Re: [syzbot] [nfs?] INFO: task hung in nfsd_umount

"NeilBrown" <neilb@xxxxxxx> · Sun, 29 Sep 2024 08:23:18 +1000

On Sat, 28 Sep 2024, Harald Dunkel wrote:
> Hi folks,
> 
> On 2024-09-21 09:58:55, Harald Dunkel wrote:
> > NeilBrown wrote:
> >>
> >> We can guess though.  It isn't waiting for a lock - that would show in
> >> the above list - so it might be waiting for a wakeup, or might be
> >> spinning.
> >> The only wake-up I can imagine is in one of the memory-allocation calls,
> >> but if the system were running out of memory we would probably see
> >> messages about that.
> >>
> > 
> > I have seen something like this. I am running NFS inside a container,
> > using legacy cgroup. When it got stuck it claimed I cannot login
> > into the container due to out of memory. When it happens again, I
> > can send you the exact error message. The next hung nfsd is overdue,
> > anyway.
> > 
> 
> my NFS server got stuck again last night. Unfortunately the service was
> recovered by a colleague, so I had no chance to check the memory. Attached
> you can find the log files of both nfs container and LXC server, with
> /proc/sys/kernel/hung_task_all_cpu_backtrace set to 1.
> 
> I dropped the kernel mailing list from this reply, due to large attachments.
> Hopefully this was OK?
> 
> Hope this helps. Please mail if I can help
> Harri
> 

Thanks for the logs.  The point to flush_workqueue() being a problem,
presumably from nfsd4_probe_callback_sync(), though I'm not 100% sure of
that.  Maybe some deadlock in the callback code.  I'm not very familiar
with that code and nothing immediately jumps out.

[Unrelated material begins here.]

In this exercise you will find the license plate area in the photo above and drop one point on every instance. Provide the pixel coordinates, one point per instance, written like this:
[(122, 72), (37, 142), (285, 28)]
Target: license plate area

I had thought that hung_task_all_cpu_backtrace would show a backtrace of
*all* tasks - I missed the "cpu" in there.
If if it happens again and if you can
  echo t > /proc/sysrq-trigger
to get stack traces of everything, that might help.  Maybe it won't be
necessary if I or someone else can spot a deadlock with
flush_workqueue().

Thanks,
NeilBrown